Modelin yaratım sürecinde, Dior Joaillerie’nin Sanat Direktörü Victoire de Castellane, Christian Dior’un doğaya ve özellikle çiçeklere duyduğu ilgiyi çıkış noktası olarak ele alıyor. Ancak ortaya çıkan sonuç, romantik bir bahçe betimlemesinden ziyade; doğanın form, dokular ve katmanlar üzerinden modern bir yorumunu sunan sofistike bir kompozisyon. Yüksek mücevher dünyasında sıkça rastlanan floral anlatı, bu kez hacim ve yüzey ilişkisi üzerine kurulu daha mimari bir dil kazanıyor.

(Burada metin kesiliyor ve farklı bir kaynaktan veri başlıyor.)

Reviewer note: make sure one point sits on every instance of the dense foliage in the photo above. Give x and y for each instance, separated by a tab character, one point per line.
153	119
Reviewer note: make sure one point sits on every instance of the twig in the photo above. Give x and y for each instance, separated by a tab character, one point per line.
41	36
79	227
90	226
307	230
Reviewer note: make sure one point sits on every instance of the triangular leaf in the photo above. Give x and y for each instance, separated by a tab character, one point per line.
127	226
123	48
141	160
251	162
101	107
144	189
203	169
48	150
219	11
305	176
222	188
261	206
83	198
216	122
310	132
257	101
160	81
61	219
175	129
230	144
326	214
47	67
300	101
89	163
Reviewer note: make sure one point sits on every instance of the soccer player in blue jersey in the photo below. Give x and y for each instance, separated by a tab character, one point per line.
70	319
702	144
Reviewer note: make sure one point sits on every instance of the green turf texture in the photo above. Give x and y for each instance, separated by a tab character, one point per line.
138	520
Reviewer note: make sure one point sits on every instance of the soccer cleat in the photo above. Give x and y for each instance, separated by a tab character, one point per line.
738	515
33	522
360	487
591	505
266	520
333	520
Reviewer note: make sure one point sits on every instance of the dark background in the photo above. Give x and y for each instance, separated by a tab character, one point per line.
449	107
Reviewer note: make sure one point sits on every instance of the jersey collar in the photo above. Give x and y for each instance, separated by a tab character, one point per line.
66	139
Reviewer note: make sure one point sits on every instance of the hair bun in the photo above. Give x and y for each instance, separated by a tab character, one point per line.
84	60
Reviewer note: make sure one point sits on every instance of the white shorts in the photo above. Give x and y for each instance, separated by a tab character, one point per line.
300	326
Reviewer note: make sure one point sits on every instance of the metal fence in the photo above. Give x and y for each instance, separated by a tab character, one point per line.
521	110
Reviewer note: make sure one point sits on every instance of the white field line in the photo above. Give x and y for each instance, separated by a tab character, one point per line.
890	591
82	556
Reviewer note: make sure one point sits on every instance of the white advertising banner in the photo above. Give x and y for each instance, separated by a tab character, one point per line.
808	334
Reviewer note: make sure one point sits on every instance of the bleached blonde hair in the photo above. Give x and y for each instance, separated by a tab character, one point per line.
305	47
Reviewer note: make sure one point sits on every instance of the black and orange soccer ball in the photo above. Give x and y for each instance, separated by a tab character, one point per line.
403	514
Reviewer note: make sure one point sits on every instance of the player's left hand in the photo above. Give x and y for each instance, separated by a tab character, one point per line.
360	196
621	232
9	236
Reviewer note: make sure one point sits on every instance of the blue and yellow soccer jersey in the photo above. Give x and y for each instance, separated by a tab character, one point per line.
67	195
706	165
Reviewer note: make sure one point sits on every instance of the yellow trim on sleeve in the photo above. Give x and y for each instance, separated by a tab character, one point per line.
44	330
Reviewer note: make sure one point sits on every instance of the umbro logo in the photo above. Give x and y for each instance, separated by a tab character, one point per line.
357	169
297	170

Pembe altın kadran, tamamen taşlarla kaplanarak ışıkla her açıdan farklı bir etkileşim kuracak şekilde tasarlanıyor. Yakut, pembe safir, pırlanta ve tsavorite granatların bir araya gelişi, tonların kontrollü geçişi sayesinde organik ama aynı zamanda bilinçli bir düzen hissi yaratıyor. Bu düzen, saatin yüzeyinde sürekli hareket eden bir derinlik algısı oluşturuyor.
Pırlantalarla çevrelenen çerçeve ve kurma kolundaki çiçek detayı, tasarımın ana temasını incelikle pekiştirirken; arka yüzdeki çiçek motifleri de bu bütünlüğü tamamlayan sessiz ama güçlü bir anlatı sunuyor. Her ayrıntı, saatin yalnızca ön yüzünde değil, her noktasında düşünülmüş bir kurguya sahip olduğunu hissettiriyor.
La D de Dior Buisson Couture, Dior’un mücevher saat evreninde doğa, zanaat ve çağdaş tasarım arasında kurduğu dengeli ilişkiyi görünür kılıyor. GPHG’de aldığı bu ödül ise, saatçiliğin teknik sınırlarının ötesinde, estetik bir dil olarak nasıl konumlandığını işaret ediyor.